IPPR Scotland director Russell Gunson put things into perspective, saying automation will mean “jobs will vanish, but a significant number of jobs will change significantly”.

“And that will place the skills system at the heart of how we shape automation, who wins, and who loses. If you do nothing, we can probably know what will happen,” he continued. “Wealth inequality, gender inequality, income inequality will widen, job polarisation could get worse. But with these big disruptions come big opportunities.

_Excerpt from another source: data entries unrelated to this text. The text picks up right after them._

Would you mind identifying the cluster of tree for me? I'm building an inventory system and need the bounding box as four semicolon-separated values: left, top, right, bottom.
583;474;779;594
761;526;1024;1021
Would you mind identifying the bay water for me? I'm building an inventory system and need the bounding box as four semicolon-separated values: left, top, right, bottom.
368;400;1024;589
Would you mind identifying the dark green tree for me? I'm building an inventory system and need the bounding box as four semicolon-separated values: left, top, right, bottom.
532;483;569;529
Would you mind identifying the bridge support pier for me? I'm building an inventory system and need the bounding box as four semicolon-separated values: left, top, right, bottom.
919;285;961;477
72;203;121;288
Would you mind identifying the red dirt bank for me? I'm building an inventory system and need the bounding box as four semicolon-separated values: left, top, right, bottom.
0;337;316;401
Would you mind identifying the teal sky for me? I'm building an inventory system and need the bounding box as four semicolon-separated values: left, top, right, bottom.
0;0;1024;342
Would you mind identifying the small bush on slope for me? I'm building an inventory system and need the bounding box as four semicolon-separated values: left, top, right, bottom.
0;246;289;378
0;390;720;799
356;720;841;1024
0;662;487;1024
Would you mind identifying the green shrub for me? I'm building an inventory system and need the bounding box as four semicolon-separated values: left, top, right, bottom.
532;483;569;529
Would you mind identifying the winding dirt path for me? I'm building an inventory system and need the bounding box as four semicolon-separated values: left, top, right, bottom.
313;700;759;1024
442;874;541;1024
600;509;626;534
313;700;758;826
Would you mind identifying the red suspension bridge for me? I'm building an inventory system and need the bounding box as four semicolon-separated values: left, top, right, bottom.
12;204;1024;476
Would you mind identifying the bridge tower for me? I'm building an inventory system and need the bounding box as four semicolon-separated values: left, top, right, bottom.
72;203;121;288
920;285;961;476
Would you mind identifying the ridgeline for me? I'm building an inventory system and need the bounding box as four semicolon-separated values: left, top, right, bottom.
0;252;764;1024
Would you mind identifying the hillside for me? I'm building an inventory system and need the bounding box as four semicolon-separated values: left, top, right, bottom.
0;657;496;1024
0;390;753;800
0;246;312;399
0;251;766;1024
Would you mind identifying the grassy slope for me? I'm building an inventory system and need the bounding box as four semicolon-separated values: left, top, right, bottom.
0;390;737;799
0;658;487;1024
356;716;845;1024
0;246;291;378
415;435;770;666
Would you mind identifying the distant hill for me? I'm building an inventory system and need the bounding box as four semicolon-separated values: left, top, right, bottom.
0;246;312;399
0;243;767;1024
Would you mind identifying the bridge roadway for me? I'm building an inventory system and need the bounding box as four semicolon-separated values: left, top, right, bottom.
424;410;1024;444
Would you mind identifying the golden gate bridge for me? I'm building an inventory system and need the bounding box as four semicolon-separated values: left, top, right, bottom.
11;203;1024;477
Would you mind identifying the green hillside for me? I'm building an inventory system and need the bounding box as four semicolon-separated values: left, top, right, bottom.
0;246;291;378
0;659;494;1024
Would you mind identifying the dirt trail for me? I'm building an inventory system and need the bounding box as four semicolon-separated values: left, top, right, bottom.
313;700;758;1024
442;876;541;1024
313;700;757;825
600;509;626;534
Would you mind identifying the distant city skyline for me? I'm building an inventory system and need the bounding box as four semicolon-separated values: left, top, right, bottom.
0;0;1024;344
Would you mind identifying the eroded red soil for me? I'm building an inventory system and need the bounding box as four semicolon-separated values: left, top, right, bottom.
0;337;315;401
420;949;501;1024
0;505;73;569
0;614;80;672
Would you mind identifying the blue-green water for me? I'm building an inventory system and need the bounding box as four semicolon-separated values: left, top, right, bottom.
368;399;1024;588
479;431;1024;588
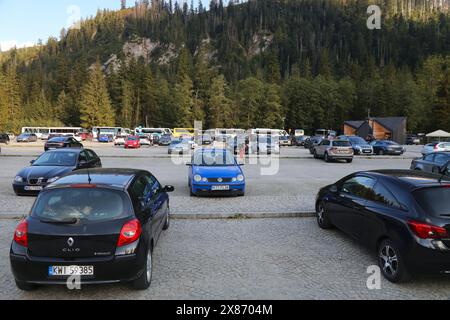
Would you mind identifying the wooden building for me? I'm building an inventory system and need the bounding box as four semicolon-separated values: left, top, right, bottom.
344;117;407;144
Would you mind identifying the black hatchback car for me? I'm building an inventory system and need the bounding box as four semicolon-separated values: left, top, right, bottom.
44;137;83;151
316;170;450;282
10;169;174;290
13;149;102;196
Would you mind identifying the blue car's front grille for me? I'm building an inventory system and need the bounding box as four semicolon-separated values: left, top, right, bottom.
208;178;232;183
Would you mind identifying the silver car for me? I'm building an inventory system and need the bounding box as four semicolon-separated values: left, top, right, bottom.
422;142;450;155
314;139;354;163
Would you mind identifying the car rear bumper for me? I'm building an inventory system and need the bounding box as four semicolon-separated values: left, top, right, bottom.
406;243;450;274
10;253;144;284
12;184;46;196
328;153;353;160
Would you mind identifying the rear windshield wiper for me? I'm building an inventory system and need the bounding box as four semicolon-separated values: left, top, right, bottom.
39;218;79;224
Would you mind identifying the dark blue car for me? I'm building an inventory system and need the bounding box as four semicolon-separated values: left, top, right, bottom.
189;149;245;197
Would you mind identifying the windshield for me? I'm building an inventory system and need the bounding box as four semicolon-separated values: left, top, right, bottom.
413;187;450;217
348;137;367;145
48;137;66;142
31;188;129;222
333;141;351;147
193;151;236;166
33;152;78;167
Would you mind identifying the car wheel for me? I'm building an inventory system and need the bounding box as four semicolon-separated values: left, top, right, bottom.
133;247;153;290
16;280;37;291
163;207;170;230
378;239;410;283
316;202;333;230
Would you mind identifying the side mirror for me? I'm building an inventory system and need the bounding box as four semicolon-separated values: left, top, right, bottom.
164;186;175;193
330;185;339;193
78;160;87;168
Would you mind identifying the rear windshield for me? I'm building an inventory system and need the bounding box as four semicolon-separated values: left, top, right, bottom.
31;188;130;222
413;187;450;217
333;141;351;147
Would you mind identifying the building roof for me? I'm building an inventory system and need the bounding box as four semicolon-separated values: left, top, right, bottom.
372;117;406;131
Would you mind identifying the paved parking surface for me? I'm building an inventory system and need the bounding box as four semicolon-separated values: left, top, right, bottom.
0;146;414;217
0;218;450;300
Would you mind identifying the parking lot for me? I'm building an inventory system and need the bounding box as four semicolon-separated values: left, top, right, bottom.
0;145;450;299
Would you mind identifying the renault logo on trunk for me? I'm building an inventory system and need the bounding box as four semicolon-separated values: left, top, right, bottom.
67;238;75;247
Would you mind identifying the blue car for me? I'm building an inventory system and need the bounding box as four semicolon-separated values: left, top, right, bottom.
188;149;245;197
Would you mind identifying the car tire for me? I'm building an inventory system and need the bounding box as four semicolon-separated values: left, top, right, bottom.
316;202;333;230
163;207;170;231
133;247;153;290
16;280;37;291
378;239;411;283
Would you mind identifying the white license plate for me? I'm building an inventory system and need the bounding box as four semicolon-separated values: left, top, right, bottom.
48;266;94;277
211;186;230;191
25;186;44;191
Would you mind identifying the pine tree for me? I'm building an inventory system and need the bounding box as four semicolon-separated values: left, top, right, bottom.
206;75;230;128
80;61;115;129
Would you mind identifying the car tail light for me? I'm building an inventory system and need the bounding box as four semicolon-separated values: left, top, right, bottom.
408;221;449;239
117;219;142;247
14;220;28;247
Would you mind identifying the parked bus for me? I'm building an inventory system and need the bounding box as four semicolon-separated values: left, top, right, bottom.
22;127;83;140
92;127;126;140
205;128;246;137
134;127;172;136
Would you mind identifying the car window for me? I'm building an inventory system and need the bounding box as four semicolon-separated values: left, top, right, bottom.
368;182;401;209
32;188;129;221
78;151;89;162
333;140;351;147
434;153;450;165
413;187;450;218
342;177;376;199
84;149;98;160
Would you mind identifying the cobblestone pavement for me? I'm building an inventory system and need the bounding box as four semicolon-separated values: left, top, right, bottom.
0;218;450;300
0;148;411;217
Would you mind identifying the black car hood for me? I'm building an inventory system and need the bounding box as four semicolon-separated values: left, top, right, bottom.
18;166;75;179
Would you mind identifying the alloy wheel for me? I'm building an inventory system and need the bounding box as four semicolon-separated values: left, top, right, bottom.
380;245;398;277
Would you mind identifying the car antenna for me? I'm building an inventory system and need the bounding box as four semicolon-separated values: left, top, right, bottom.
438;161;450;183
86;168;92;184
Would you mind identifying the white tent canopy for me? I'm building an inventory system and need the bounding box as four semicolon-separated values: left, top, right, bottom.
427;130;450;138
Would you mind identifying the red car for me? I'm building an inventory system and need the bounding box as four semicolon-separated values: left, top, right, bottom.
125;136;141;149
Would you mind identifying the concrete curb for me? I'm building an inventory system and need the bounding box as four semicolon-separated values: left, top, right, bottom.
0;212;315;221
0;153;417;160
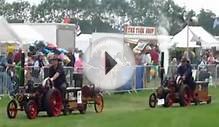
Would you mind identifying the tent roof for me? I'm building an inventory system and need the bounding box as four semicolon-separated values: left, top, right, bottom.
0;17;20;43
171;26;219;48
9;24;44;44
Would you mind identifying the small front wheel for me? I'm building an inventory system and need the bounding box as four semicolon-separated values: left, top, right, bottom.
24;100;38;119
149;93;157;108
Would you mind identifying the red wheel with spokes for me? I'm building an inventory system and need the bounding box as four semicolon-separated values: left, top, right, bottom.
165;94;174;107
149;93;157;108
24;100;38;119
179;85;191;106
45;89;62;116
94;93;104;113
7;100;17;119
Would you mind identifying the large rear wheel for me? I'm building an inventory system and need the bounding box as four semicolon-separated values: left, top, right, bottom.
179;85;191;106
7;100;17;119
165;94;174;107
45;89;62;116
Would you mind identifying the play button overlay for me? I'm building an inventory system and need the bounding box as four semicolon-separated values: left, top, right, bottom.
84;37;135;90
105;52;117;74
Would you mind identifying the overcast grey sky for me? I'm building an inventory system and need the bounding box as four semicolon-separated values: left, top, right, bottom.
6;0;219;16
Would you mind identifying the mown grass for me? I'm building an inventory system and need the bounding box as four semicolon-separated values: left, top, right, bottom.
0;88;219;127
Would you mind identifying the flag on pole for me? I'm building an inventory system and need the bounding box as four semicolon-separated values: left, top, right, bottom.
76;24;81;36
64;16;71;24
213;17;219;29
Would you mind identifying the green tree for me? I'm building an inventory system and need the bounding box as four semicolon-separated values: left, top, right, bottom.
198;9;219;35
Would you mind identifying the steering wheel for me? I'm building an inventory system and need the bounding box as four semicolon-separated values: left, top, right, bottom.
42;77;54;88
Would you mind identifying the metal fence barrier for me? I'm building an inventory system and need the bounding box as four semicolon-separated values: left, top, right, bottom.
0;64;219;96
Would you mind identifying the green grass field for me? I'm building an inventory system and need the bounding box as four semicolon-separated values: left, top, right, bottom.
0;88;219;127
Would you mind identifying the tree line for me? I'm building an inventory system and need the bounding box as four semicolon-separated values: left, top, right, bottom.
0;0;219;35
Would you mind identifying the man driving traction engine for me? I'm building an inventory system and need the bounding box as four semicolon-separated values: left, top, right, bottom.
49;55;66;100
177;57;195;91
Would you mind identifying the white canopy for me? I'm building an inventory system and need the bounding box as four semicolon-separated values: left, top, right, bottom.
0;17;44;45
0;17;20;43
171;26;219;48
9;24;44;45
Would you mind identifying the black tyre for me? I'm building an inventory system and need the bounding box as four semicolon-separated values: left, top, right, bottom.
45;89;62;116
164;94;174;107
179;85;191;107
24;100;39;119
7;100;17;119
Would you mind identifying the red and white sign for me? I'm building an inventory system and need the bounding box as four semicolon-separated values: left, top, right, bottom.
124;26;156;35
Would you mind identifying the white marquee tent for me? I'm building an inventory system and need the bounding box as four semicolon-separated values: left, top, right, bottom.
171;26;219;48
0;17;20;43
0;17;44;45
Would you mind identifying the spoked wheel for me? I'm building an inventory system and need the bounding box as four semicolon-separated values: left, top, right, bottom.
165;94;174;107
149;93;157;108
94;93;104;113
7;100;17;119
180;85;191;106
24;100;38;119
45;89;62;116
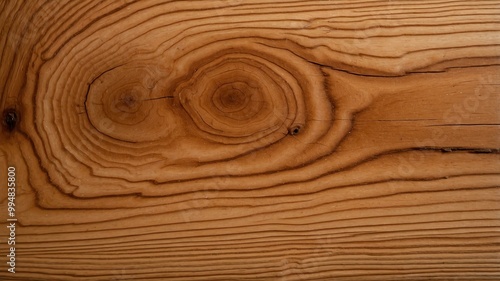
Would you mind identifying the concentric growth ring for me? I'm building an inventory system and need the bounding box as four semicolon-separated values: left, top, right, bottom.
175;53;301;144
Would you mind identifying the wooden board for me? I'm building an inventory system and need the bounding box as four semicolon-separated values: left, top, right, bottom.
0;0;500;281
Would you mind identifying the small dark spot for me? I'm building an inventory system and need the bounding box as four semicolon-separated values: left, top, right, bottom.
3;109;18;132
288;125;302;136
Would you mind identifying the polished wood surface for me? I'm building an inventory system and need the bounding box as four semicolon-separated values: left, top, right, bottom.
0;0;500;281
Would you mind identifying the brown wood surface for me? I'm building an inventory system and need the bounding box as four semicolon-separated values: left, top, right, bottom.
0;0;500;281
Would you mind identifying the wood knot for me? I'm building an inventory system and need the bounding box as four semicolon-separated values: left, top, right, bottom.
3;108;19;132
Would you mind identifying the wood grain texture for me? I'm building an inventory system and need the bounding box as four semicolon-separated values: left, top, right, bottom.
0;0;500;280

Technology is not destined; the effect of this change can be shaped by public policy.”

He recommended that economic policy be focused on “those parts of the economy where low pay exists, where inequality exists”, such as retail and hospitality.

One of the final speakers of the day was Enterprise and Skills Strategic Board chair, Nora Senior, who said Scotland must “ensure that we have a skills system that’s joined up with our foreign direct investment strategy”.

“If we want to maximise our status as a trading nation then there are some obvious skills that we might need to focus on – languages, conversational and technical, legal skills and awareness of international law, arbitration, regulation, logistics, economics,” she said.

However, Senior said “less obvious skills” were actually “more important”, such as innovation, sales skills, the quality of management and leadership.

“Learning shouldn’t stop when you get to work, it should continue at all stages of your career,” she said

 

Senior said Scotland needed to “look at what skills are needed to survive a post-Brexit changing economic environment”.